The temperature of the west's relations with Iran is hot and getting hotter, and activists North America-wide are getting out their "No war on Iran" placards for a major mobilization this weekend (February 4).
The EU recently imposed sanctions on Iranian oil (to take effect in July), and this week U.S. director of National Intelligence James R. Clapper Jr. ratcheted up tensions when he charged that some Iranian leaders are now willing to conduct an attack on American soil.
Some suggest, given ongoing assassinations of atomic scientists in Iran, not to mention suspicious bombings there, and a malicious computer worm invading Iran's nuke network, that a secret war against that country has already begun.
So where is Canada in this gathering storm? Are Stephen Harper and Peter MacKay gearing up for more adventures abroad, and will Canadian ships be called upon for backup in the event of a frontal attack?
Certainly, Stephen Harper's language is getting tougher. A few months back, the feds imposed further sanctions on the supposedly nuclear-ambitious country, and just weeks ago the PM called Iran "the world's most serious threat to international peace and security."
It's speculation at this point, but some observers say they can easily imagine Canadian frigates participating in a U.S.-led naval blockade off the southern coast of Iran, in another war with an uncertain outcome.
The entire atmosphere "has the air of the pre-Iraq days - juicing up the intelligence to make it what you want it to say," says Paul Heinbecker, a former Canadian ambassador to the UN and currently a fellow at the Centre for International Governance Innovation in Waterloo.
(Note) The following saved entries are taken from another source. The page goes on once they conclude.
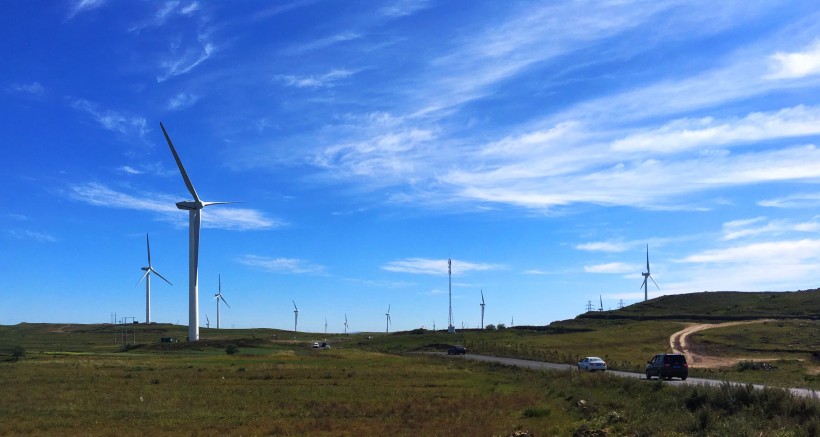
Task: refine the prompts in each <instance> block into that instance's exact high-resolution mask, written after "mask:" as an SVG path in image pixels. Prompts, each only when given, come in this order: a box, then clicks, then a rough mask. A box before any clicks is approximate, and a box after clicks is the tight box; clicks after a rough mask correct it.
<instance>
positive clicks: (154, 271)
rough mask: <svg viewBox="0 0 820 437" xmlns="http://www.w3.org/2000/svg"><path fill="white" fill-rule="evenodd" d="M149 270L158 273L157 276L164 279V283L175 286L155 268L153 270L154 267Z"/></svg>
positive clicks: (156, 273) (148, 268)
mask: <svg viewBox="0 0 820 437" xmlns="http://www.w3.org/2000/svg"><path fill="white" fill-rule="evenodd" d="M148 270H150V271H152V272H154V273H156V274H157V276H159V277H160V278H162V280H163V281H165V282H167V283H168V285H171V286H173V285H174V284H172V283H171V281H169V280H167V279H165V276H162V275H160V274H159V272H158V271H156V270H154V268H153V267H149V268H148Z"/></svg>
"Another Western war on a Muslim country would be unpredictable, negative and very dangerous," Heinbecker says, pointing out that there is a difference between Iran's "capability" of making nuclear weapons and producing them. The latter, he says, is "not evident," according to reliable U.S. and International Atomic Energy Agency intelligence estimates.
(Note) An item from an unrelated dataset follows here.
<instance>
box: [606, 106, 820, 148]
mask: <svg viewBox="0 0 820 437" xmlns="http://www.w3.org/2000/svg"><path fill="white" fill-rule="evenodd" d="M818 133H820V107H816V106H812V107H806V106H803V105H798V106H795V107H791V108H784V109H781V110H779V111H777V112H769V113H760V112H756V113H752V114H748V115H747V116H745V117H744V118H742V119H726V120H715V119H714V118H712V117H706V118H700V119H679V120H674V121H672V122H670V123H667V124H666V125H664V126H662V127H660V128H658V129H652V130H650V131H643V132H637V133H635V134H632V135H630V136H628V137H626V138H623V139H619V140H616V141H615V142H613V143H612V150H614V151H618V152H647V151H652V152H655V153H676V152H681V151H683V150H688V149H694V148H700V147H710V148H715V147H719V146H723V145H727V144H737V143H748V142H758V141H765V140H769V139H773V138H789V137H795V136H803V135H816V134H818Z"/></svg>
An air and sea attack on Iran would have enormous economic and geopolitical repercussions, and one worried Iran specialist, professor Houchang Hassan-Yari of Kingston's Royal Military College, warns that any attempt on Iranian atomic installations located in large centres like Tehran would lead to significant civilian casualties.
"When you have a very high level of rhetoric, discussions and threats and put all of those together, then you prepare your forces and [war] becomes inevitable," he says, adding that he's concerned there's no discussion about the possibility of conflict.
"The Canadian public in general, Parliament and the political parties do not debate these issues very publicly. They have a tendency to leave them to government."
Rob Huebert, a prof at the U of Calgary's Centre for Military and Strategic Studies (closely tied to the Department of National Defence) and a naval enthusiast, says that while Canadian soldiers and fighter pilots get all the attention, it's our Navy, well integrated into the larger U.S. Naval monolith, that's most permanently prepared for new missions.
"The Navy is usually the first political instrument that governments - either Conservative or Liberal - send out," he says, "because it's always ready to go. I don't think there is a high probability that you'll see an actual use of force [in Iran]. But I do see it as a possibility."
Also, the U.S. Navy likes working with the Canadian Navy because of the latter's familiarity with the latest satellite communications tech, explains Dr. Paul Mitchell, a professor and naval technology expert at the Royal Military College.
The Canadian Navy kept pace with the Americans as part of U.S. manoeuvres from 2002 to 2007 in the Gulf of Oman, just south of Iran, he says. "This enabled Canada to take on a leadership role because we have the technical capability to talk to the high end (USN) as well as the low end (Greek navy) and share information between both sets."
Canadian warships are already intimately familiar with the Persian Gulf and the adjoining waterways, stemming from recent missions as part of the U.S. fleet in the Afghan and Iraq wars, where they monitored enemy coasts and intercepted vessels to search for smuggled weapons and contraband in anti-terrorism ops. Few appreciate the role of individual Canadian frigates in the Iraq war (Operation Altair), as solitary escorts for U.S. Navy carrier strike groups.
"I'd say Canada's naval involvement in the Iraq war was hidden behind a clever PR smokescreen that cast it as merely part of the publicly more acceptable Afghanistan mission," says Richard Sanders, co-coordinator of the Coalition to Oppose the Arms Trade
The special role of Canada's fleet was emphasized last fall, when the feds, who've otherwise set out to cut public spending, handed a $25 billion contract over 20 years to Halifax's Irving Shipbuilding to build combat ships.
"The Harper government captured the media and turned what should have a been serious story about the kind of Navy and Coast Guard we need into a breathless beauty pageant," says Michael Byers, a UBC international law prof. "The question is, do we need a Cold War navy in the early-to-mid 21st century?"